The loveliest one I've read is from author John Steinbeck to his teenage son, who has fallen in love at boarding school.
An excerpt from the beginning:
First—if you are in love—that’s a good thing—that’s about the best thing that can happen to anyone. Don’t let anyone make it small or light to you.
Second—There are several kinds of love. One is a selfish, mean, grasping, egotistical thing which uses love for self-importance. This is the ugly and crippling kind. The other is an outpouring of everything good in you—of kindness and consideration and respect—not only the social respect of manners but the greater respect which is recognition of another person as unique and valuable. The first kind can make you sick and small and weak but the second can release in you strength, and courage and goodness and even wisdom you didn’t know you had.
My second favorite part:
You say this is not puppy love. If you feel so deeply—of course it isn’t puppy love.

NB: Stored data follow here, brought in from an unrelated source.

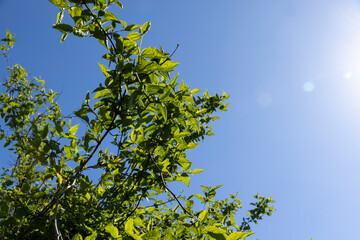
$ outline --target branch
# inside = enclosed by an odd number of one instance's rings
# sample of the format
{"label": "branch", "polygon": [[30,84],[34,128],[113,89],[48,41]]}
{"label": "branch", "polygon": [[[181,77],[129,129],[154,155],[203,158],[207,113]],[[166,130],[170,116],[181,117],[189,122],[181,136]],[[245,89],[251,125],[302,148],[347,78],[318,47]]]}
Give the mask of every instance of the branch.
{"label": "branch", "polygon": [[119,226],[121,226],[124,222],[126,222],[126,220],[127,220],[131,215],[134,214],[134,212],[136,211],[136,209],[138,209],[138,207],[139,207],[139,205],[140,205],[140,202],[141,202],[141,200],[143,199],[145,193],[147,193],[148,190],[149,190],[149,188],[147,188],[146,190],[143,190],[143,192],[142,192],[142,194],[141,194],[138,202],[136,203],[136,206],[134,207],[134,209],[133,209],[129,214],[127,214],[127,216],[125,217],[124,220],[122,220],[122,222],[120,223]]}
{"label": "branch", "polygon": [[160,64],[160,66],[163,65],[164,63],[166,63],[168,60],[171,60],[171,57],[174,55],[174,53],[176,52],[176,50],[178,49],[179,46],[180,46],[179,44],[176,44],[175,50],[170,54],[170,56],[169,56],[167,59],[165,59],[165,61],[163,61],[163,62]]}
{"label": "branch", "polygon": [[[125,94],[125,91],[124,91]],[[123,97],[120,99],[120,103],[119,103],[119,108],[121,107],[121,103],[122,103]],[[119,109],[118,109],[119,110]],[[100,147],[101,143],[103,142],[103,140],[105,139],[105,137],[109,134],[109,132],[112,129],[112,125],[114,124],[118,114],[118,111],[116,111],[111,123],[109,124],[108,128],[106,129],[106,132],[104,133],[104,135],[101,137],[101,139],[97,142],[94,150],[92,151],[92,153],[89,155],[89,157],[80,163],[79,165],[79,170],[78,172],[70,179],[67,179],[66,181],[66,185],[68,185],[69,182],[72,182],[70,185],[66,186],[65,188],[58,188],[57,191],[54,194],[54,198],[50,201],[50,203],[48,205],[46,205],[43,210],[38,214],[39,216],[43,216],[45,215],[55,204],[56,201],[58,201],[59,198],[61,198],[61,196],[71,187],[74,186],[74,183],[76,181],[76,179],[78,178],[78,176],[80,175],[81,171],[83,170],[83,168],[86,166],[86,164],[91,160],[91,158],[94,156],[95,152],[98,150],[98,148]],[[28,226],[28,228],[22,233],[22,237],[25,236],[25,234],[30,230],[31,225]]]}
{"label": "branch", "polygon": [[[132,185],[132,187],[130,188],[130,190],[128,190],[128,191],[126,192],[126,194],[125,194],[125,196],[124,196],[124,199],[123,199],[122,202],[119,204],[120,206],[122,206],[123,203],[129,198],[130,193],[131,193],[132,190],[135,188],[135,186],[138,185],[138,183],[140,182],[141,177],[142,177],[142,175],[144,174],[144,172],[147,171],[148,164],[149,164],[149,160],[150,160],[149,158],[146,160],[146,162],[145,162],[145,164],[144,164],[144,166],[143,166],[143,169],[141,170],[141,172],[139,172],[139,174],[138,174],[138,176],[137,176],[137,179],[135,179],[135,183]],[[130,165],[130,167],[131,167],[131,165]],[[135,167],[136,167],[136,166],[134,166],[134,168],[132,168],[130,174],[129,174],[129,175],[127,176],[127,178],[125,179],[124,184],[129,180],[130,177],[131,177],[131,178],[135,178],[135,176],[134,176],[134,174],[133,174],[133,172],[134,172],[134,170],[135,170]],[[114,197],[115,194],[117,194],[118,192],[119,192],[119,188],[117,188],[117,189],[115,190],[115,192],[112,194],[111,197]]]}
{"label": "branch", "polygon": [[[180,198],[181,197],[181,195],[179,195],[179,196],[177,196],[178,198]],[[148,205],[148,206],[144,206],[145,208],[149,208],[149,207],[155,207],[155,206],[159,206],[159,205],[164,205],[164,204],[167,204],[167,203],[171,203],[171,202],[173,202],[173,201],[175,201],[176,199],[174,198],[174,199],[170,199],[170,200],[167,200],[166,202],[163,202],[163,203],[154,203],[154,204],[152,204],[152,205]]]}
{"label": "branch", "polygon": [[107,34],[107,32],[104,30],[104,28],[102,27],[102,25],[101,25],[100,22],[98,21],[98,19],[97,19],[97,17],[95,16],[95,14],[93,14],[93,12],[91,11],[91,9],[89,8],[89,6],[86,4],[86,2],[85,2],[84,0],[82,1],[82,4],[84,4],[85,7],[87,8],[87,10],[89,10],[89,12],[91,13],[91,15],[92,15],[92,17],[94,18],[95,22],[97,23],[97,25],[99,25],[101,31],[105,34],[105,37],[106,37],[107,39],[109,39],[112,47],[114,48],[114,51],[115,51],[117,54],[119,54],[119,53],[116,51],[117,49],[116,49],[116,47],[115,47],[114,42],[113,42],[112,39],[109,37],[109,35]]}
{"label": "branch", "polygon": [[56,240],[63,240],[61,232],[59,231],[58,226],[57,226],[56,216],[57,216],[58,206],[59,206],[59,198],[56,198],[56,206],[55,206],[54,215],[53,215],[54,228],[55,228],[55,239]]}
{"label": "branch", "polygon": [[159,171],[159,174],[160,174],[160,177],[161,177],[161,182],[162,182],[163,187],[173,196],[173,198],[175,198],[175,200],[178,202],[179,206],[180,206],[181,209],[184,211],[184,213],[192,216],[192,214],[189,213],[189,212],[185,209],[185,207],[181,204],[181,202],[179,201],[179,199],[177,198],[177,196],[166,186],[166,182],[165,182],[164,176],[163,176],[163,174],[162,174],[162,171],[161,171],[161,169],[159,168],[159,166],[156,164],[156,162],[154,161],[154,158],[153,158],[153,156],[151,155],[150,152],[149,152],[149,157],[150,157],[151,162],[155,165],[155,167],[156,167],[157,170]]}
{"label": "branch", "polygon": [[174,53],[176,52],[176,50],[178,49],[179,46],[180,46],[180,44],[176,44],[176,48],[175,48],[175,50],[170,54],[169,58],[171,58],[171,57],[174,55]]}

But I don’t think you were asking me what you feel. You know better than anyone. What you wanted me to help you with is what to do about it—and that I can tell you.
Glory in it for one thing and be very glad and grateful for it. The object of love is the best and most beautiful. Try to live up to it.
And don’t worry about losing. If it is right, it happens—The main thing is not to hurry. Nothing good gets away.
Nothing good gets away. I just adore that line so much, and I think of it often.